Over the last couple of years, fan favorite outfielder Brett Gardner has been the subject of numerous trade rumors. There has been endless speculation about him being traded to teams like the Orioles, the Angels, and the Giants, teams that are looking for an outfielder who has demonstrated the ability to get on base. The interesting thing is that we know Gardner has been on the trading block because we have heard it directly from Yankees GM Brian Cashman.
Cashman has been unusually open and candid about potentially moving Gardner. For reference, he once did an interview with radio personality Chris “Mad Dog” Russo in the wake of the trade that brought Bobby Abreu to the Yankees. At that point, it was well known that Gary Sheffield’s days in pinstripes were numbered, as he did not like being used as a first baseman in 2006. Despite the obvious impending trade, Cashman refused to comment on whether Sheffield would be back in 2007.
After the Yankees resigned Aroldis Chapman in December, Cashman told reporters that the bulk of the Yankees’ offseason moves were done unless he traded Gardner. At the time, it seemed bizarre that a GM was so transparent about shopping one of his players. By all accounts, Gardner does not seem to be an excessively egotistical player. But it is unlikely that he is ecstatic about being shopped so publicly.
One potential explanation is that Brian Cashman is simply an open and candid person. In 2013, he famously told Alex Rodriguez to curtail his social media presence, albeit in more profane terms. In the 2010-2011 offseason, he allegedly told Derek Jeter to his face that he would rather have Troy Tulowitzki playing shortstop for the Yankees, a comment that was said to raise tensions between the front office and the Captain while he was a free agent.
But it is also possible that Cashman’s transparency regarding Gardner is part of something bigger.
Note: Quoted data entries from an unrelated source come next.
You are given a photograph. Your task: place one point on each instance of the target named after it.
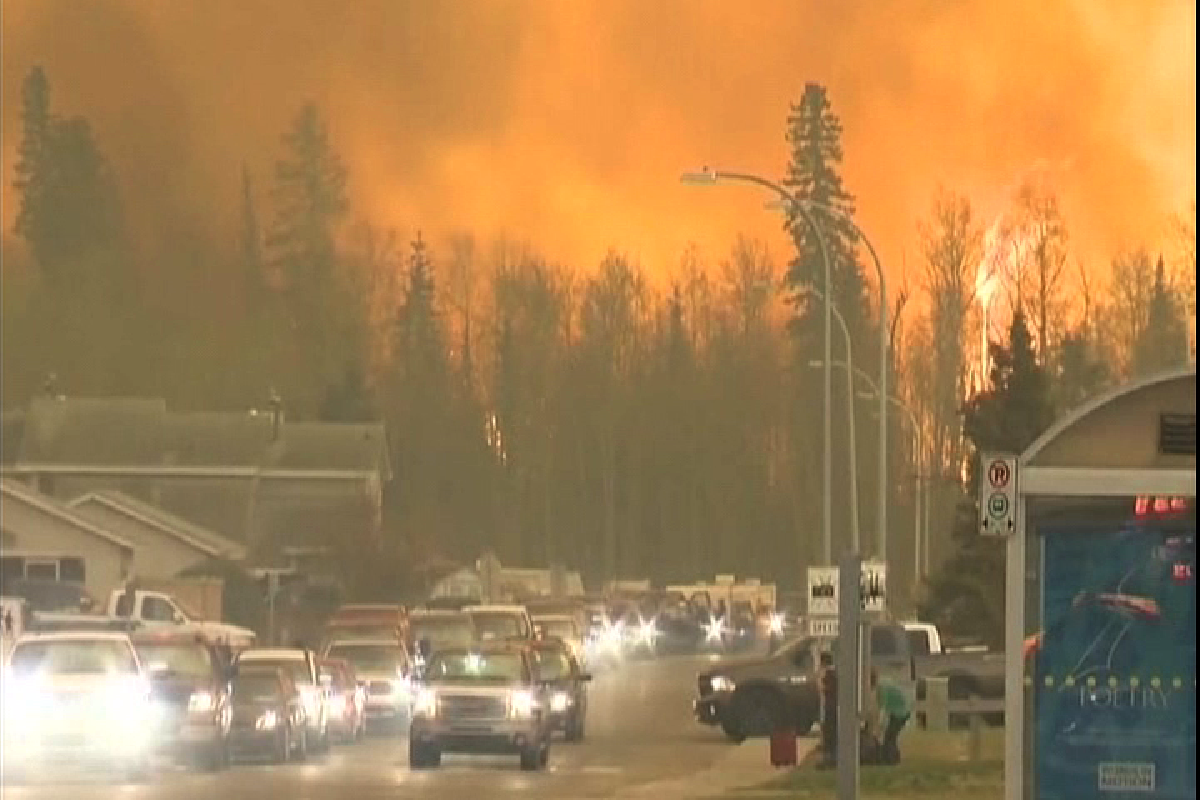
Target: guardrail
(936, 711)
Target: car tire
(303, 746)
(282, 750)
(574, 731)
(756, 711)
(532, 758)
(423, 756)
(210, 759)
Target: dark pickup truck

Cashman has also been known to play chess as a GM, and isn’t afraid to use the media to his advantage. Before the 2011 season, he had dinner with then free agent Carl Crawford, which may have forced the Red Sox to pay more for the speedy outfielder. Cashman later admitted that the Yankees never had any interest in signing Crawford, describing Gardner as being a similar player.
By being so public about potentially moving Gardner, Cashman may be detracting from the leverage he has as a GM. If other GM’s know that he wants to move Gardner, they might be less likely to part with valuable prospects. On the other hand, MLB GM’s are capable of putting two and two together. It is common knowledge that the Yankees are trying to shed salary and have a crowded outfield, so it would be tough for Cashman to keep his willingness to trade Gardner a secret anyway.
On the other hand, when other teams think of high profile trade targets, Gardner is probably not the first one to come to mind. Players like Adam Eaton, JD Martinez, and Charlie Blackmon are probably considered to be a tier above Gardner when it comes to outfielders who are on the trade market. By talking about trading Gardner so publically, Cashman may be drawing attention to him without outwardly saying, “Please take this contract off our hands.”
In any case, the trade rumors surrounding Gardner provide some interesting insight into the life of a General Manager. There is much more to the job than simply signing free agents and accepting or rejecting trades. When it comes to getting the right deal, every little push helps.